Il nostro ruolo, il “terzo metodologico”, è fondamentale: non entriamo nel merito tecnico, ma forniamo strumenti, formazione e metodo per far emergere le idee di tutti. Questo è cruciale perché i gruppi spesso contengono persone con stili comunicativi diversi: chi è più timido deve poter intervenire, chi è più loquace non deve monopolizzare la discussione”.
Quali sono i benefici concreti della partecipazione?
“La partecipazione genera valore tangibile: per i gruppi che abbiamo seguito gli obiettivi toccavano tematiche relative all’aumento della produttività, riduzione dei near miss, costi della non qualità, miglioramento della gestione delle scorte e della logistica, aumento della collaborazione e del sostegno reciproco e, ovviamente, miglioramento della comunicazione, del clima aziendale e degli spazi comuni.
Chi lavora direttamente sui processi conosce vincoli e criticità; il suo coinvolgimento nei gruppi permette di trovare soluzioni più efficaci rispetto a ipotesi esterne. Le idee non hanno gerarchia: contano la qualità e la concretezza dei suggerimenti.
Anche il coinvolgimento attivo nelle decisioni, attraverso co-gestione, partecipazione economica o finanziaria, rende i lavoratori protagonisti della vita dell’impresa, andando oltre il ruolo operativo e favorendo inclusione e equità. Il vero cuore della partecipazione dei lavoratori alla vita dell’impresa resta però la loro presenza attiva in comitati e gruppi di lavoro”.
Quali sono le sfide e le prospettive future per la partecipazione in Italia?
“I progetti partecipativi in Italia sono ancora pochi. Spesso le grandi aziende coinvolgono poche decine di persone su migliaia di dipendenti, e la partecipazione rischia di restare burocratica: avere un gruppo di lavoro senza ascolto reale non ha senso.
Siamo ancora ai primi passi: la soluzione passa da esperienze pilota, comitati di guida condivisi e un ruolo attivo del terzo metodologico.

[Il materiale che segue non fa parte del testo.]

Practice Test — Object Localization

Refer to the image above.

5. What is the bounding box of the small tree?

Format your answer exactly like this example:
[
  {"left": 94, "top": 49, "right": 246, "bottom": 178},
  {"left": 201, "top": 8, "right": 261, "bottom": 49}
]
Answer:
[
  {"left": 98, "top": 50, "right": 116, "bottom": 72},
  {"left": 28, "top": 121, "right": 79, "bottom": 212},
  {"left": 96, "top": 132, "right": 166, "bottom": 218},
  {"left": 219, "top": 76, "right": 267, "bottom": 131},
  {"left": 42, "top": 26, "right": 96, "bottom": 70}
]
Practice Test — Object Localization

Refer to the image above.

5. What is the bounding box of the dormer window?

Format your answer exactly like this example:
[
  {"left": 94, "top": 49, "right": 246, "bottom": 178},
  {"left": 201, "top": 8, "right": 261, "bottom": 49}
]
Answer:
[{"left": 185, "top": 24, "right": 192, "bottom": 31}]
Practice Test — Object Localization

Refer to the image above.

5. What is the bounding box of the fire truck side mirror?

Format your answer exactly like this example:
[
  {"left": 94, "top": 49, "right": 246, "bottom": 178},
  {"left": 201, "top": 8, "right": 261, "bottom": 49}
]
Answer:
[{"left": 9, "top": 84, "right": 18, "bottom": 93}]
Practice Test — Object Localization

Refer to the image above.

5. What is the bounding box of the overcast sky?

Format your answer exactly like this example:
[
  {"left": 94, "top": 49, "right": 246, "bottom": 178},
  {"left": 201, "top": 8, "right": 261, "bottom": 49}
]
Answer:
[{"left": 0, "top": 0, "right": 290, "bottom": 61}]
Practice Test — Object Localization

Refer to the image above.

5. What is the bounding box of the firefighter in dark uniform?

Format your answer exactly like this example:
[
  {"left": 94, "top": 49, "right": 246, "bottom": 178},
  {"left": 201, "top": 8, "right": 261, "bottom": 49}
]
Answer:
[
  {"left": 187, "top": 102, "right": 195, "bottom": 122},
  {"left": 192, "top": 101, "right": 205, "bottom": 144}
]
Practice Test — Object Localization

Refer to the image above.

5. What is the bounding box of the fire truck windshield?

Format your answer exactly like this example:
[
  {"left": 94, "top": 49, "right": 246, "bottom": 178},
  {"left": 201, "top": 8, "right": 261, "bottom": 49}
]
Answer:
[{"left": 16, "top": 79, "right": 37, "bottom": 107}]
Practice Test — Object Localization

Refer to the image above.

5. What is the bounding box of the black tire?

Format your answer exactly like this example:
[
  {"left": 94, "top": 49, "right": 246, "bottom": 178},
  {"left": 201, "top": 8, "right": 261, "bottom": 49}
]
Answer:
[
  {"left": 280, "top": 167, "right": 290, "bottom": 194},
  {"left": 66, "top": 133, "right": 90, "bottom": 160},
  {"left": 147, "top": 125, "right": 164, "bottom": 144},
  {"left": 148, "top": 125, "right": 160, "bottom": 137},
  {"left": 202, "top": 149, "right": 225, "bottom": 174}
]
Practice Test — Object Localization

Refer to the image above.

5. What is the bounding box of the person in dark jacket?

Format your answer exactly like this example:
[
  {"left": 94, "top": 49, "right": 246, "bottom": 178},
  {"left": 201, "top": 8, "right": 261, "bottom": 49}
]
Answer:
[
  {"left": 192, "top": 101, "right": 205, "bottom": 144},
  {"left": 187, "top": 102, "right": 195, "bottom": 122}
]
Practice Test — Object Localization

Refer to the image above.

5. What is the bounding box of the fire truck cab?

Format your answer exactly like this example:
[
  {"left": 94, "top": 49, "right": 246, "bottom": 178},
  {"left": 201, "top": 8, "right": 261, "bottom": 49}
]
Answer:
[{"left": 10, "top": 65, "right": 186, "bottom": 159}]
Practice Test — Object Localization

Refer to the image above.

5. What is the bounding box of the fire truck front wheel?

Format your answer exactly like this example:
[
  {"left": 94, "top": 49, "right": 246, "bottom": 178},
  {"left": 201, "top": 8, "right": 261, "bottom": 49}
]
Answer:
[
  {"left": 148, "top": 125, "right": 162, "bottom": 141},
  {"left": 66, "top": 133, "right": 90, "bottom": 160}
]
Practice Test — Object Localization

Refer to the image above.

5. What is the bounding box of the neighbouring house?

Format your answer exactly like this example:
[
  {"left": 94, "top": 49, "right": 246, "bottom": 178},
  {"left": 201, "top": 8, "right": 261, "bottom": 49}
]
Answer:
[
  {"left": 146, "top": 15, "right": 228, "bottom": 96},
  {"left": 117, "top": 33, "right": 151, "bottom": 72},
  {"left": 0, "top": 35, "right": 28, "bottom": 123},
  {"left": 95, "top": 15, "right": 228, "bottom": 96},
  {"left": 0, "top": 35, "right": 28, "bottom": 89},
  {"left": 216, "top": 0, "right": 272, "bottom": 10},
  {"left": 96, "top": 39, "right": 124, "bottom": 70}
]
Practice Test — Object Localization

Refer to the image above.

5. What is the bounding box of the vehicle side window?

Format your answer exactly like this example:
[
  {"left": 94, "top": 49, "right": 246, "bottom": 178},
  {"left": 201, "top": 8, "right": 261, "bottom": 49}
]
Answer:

In prospettiva, è importante ampliare il numero di imprese e enti pubblici che adottano meccanismi partecipativi. La partecipazione non è solo legge o contratto: è un processo motivazionale e psicosociale, basato su ascolto, dialogo, empatia e capacità di collaborare. La dimensione umana resta il vero cuore dell’esperienza partecipativa: serve la capacità delle persone di collaborare, ascoltare e mettersi nei panni degli altri”.